Data Rich, Insight Poor: Why More EHS Data Isn't Giving You Better Answers (DMA Series Part 4)

The difference between having data and having answers

Most EHS teams we talk to are not short on data. They have incident logs, inspection records, observation counts, training completions, audit findings, near-miss reports, JHAs, corrective actions, risk assessments, OSHA 300 logs, workers' comp claims, emergency drill records, chemical inventories, equipment maintenance logs, wearable sensor outputs, and dozens more data sources feeding into various systems every single day.

Some organizations have years of it: structured records in databases and spreadsheets, unstructured data in photos, videos, voice memos, PDFs, scanned forms, and email chains, and semi-structured data in apps, sensor feeds, and IoT platforms. All spread across EHS software, HRIS systems, operational technology, shared drives, paper filing cabinets, and the institutional, non-codified memory of people who have been there long enough to remember how things used to work.
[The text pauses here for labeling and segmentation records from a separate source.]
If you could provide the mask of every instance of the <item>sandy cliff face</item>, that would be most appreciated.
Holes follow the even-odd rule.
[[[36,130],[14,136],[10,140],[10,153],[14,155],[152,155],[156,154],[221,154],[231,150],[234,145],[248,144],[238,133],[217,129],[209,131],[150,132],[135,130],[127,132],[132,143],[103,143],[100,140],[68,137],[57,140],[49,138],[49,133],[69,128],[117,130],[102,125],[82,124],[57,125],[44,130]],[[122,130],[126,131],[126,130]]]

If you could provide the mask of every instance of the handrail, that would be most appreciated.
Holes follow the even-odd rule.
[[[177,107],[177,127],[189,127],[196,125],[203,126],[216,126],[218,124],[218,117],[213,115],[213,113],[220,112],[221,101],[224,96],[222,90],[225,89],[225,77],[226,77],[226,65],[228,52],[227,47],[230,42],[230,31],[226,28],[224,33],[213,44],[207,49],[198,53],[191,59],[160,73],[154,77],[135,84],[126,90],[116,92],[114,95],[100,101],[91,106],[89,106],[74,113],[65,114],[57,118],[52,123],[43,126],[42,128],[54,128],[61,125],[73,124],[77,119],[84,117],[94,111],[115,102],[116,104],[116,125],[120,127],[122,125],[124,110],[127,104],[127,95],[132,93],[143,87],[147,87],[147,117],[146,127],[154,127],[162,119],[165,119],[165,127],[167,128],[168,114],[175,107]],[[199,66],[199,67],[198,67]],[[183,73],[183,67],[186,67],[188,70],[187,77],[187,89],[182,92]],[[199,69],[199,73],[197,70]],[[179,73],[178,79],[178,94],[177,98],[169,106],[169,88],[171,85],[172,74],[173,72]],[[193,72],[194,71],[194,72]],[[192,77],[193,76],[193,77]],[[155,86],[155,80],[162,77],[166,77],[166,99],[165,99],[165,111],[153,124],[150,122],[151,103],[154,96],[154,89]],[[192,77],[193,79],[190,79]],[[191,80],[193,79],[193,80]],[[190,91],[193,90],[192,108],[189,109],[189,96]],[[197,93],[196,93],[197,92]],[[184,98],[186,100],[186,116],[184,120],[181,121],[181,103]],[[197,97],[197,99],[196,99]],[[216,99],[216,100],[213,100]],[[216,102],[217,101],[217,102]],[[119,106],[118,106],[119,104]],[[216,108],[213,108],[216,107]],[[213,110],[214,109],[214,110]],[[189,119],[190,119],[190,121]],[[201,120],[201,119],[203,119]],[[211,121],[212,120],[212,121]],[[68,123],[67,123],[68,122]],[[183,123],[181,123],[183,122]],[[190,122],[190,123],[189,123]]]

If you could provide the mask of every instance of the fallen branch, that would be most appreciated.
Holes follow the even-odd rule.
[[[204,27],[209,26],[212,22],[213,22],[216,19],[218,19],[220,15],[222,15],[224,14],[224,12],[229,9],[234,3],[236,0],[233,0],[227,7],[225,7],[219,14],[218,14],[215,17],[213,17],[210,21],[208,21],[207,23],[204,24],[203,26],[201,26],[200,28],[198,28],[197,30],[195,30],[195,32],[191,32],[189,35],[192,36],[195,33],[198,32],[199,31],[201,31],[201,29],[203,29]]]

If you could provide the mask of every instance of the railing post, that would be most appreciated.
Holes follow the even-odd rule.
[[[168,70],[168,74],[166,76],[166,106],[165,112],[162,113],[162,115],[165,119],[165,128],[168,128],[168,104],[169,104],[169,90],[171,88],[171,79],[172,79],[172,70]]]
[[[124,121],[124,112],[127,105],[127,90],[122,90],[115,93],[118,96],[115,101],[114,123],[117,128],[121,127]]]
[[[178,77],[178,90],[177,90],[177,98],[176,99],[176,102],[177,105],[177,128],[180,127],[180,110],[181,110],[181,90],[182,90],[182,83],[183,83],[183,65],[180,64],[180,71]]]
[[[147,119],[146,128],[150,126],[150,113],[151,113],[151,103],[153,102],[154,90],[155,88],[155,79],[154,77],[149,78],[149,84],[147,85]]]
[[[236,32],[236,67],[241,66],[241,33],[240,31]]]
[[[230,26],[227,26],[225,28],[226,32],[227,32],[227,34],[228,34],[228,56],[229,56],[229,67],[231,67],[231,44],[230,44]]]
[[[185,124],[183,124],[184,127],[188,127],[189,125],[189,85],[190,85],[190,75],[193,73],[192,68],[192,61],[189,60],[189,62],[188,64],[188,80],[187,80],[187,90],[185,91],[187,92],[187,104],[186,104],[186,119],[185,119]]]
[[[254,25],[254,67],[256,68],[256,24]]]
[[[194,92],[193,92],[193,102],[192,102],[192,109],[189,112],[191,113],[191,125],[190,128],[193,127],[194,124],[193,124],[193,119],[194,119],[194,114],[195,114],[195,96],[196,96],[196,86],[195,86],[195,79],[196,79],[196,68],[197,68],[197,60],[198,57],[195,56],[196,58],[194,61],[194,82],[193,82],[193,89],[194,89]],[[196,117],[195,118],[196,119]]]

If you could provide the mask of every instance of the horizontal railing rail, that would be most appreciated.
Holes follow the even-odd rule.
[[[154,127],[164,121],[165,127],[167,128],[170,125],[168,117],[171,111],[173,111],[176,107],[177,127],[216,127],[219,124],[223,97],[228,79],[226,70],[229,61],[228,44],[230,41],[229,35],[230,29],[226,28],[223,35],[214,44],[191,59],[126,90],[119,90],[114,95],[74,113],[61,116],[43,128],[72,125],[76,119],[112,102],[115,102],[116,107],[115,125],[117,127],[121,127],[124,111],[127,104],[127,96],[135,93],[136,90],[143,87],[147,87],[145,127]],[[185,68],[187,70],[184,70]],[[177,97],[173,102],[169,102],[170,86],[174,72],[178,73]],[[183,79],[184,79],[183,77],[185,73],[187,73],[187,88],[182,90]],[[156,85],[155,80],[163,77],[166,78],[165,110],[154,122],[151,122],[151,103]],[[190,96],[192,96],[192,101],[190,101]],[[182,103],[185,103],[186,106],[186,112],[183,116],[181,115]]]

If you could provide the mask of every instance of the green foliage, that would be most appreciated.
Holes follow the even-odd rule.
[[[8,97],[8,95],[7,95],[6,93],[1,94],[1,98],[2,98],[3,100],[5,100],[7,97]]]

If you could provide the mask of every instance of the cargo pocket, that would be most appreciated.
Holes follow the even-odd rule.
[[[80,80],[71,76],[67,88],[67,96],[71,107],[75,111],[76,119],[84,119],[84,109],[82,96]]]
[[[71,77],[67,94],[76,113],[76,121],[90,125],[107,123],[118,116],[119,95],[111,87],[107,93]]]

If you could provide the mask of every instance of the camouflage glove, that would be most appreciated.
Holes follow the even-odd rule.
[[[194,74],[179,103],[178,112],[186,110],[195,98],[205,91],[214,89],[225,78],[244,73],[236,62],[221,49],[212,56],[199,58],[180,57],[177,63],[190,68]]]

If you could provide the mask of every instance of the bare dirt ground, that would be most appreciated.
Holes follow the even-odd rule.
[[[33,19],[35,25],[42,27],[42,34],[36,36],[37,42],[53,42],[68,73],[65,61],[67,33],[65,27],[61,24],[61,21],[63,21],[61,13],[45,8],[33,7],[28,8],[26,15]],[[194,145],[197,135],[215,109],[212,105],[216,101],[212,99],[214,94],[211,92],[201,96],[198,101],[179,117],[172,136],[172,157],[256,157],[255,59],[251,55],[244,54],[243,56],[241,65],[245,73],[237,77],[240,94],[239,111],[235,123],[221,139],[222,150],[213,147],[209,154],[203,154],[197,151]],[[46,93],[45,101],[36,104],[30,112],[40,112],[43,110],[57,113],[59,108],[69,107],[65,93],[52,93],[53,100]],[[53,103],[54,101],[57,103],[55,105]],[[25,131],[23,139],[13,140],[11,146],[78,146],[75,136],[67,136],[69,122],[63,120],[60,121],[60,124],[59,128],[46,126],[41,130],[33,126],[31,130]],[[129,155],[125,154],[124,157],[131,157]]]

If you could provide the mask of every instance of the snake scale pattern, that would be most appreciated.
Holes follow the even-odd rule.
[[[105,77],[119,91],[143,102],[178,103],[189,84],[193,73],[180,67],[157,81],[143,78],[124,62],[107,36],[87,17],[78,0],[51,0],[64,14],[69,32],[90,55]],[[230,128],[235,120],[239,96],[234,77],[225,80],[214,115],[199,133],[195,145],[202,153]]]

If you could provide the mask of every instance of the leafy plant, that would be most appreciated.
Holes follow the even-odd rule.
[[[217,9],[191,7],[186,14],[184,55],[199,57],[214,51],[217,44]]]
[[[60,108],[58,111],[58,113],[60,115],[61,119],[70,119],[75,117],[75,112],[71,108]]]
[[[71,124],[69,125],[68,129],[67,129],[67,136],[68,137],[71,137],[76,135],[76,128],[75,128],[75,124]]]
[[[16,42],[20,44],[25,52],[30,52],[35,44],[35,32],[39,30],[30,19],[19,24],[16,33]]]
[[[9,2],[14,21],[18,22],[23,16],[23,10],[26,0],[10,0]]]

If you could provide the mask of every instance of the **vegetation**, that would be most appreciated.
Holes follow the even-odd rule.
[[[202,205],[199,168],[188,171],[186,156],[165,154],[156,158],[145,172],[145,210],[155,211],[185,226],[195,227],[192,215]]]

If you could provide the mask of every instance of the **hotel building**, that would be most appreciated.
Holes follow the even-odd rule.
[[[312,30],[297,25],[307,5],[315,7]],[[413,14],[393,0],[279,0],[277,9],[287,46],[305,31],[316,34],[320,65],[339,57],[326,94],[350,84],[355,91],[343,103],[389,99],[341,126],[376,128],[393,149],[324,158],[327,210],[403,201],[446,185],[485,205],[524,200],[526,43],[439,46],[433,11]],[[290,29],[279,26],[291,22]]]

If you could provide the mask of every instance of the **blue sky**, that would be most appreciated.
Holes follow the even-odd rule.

Yet if someone asks a question that actually matters, everyone looks to their right and left:

  • "Which sites are showing early warning patterns that suggest we are heading toward a serious event?"
  • "What are the three biggest risk drivers across our operations right now?"
  • "Are we getting better or worse at closing corrective actions before the risk materializes?"
  • "Where should we be focusing capital investment to reduce our most significant exposures?"

When an inspector shows up unannounced and requests documentation for a specific incident, training record, or corrective action, the team is now scrambling across three systems and two shared drives trying to produce a defensible record.

These are the questions and situations that data is supposed to be able to answer. But for most companies we start working with, answering them can take days or weeks of manual compilation, cross-referencing between systems, chasing down site leads for context, and just trying to make sense of it all to tell a story that actually matters and will ignite real change.

This is the paradox at the center of the Data and Analytics digital maturity dimension: most organizations are somewhere between data they cannot fully trust and data that, even when trustworthy, does not move anyone to act. The gap is not just about data quality. It is about whether the data, once reliable, is framed in a way that leads to a decision.


The Compilation Tax

Before we get into what good can look like, it's worth naming the cost of the current state, as it's been somewhat normalized across the domain.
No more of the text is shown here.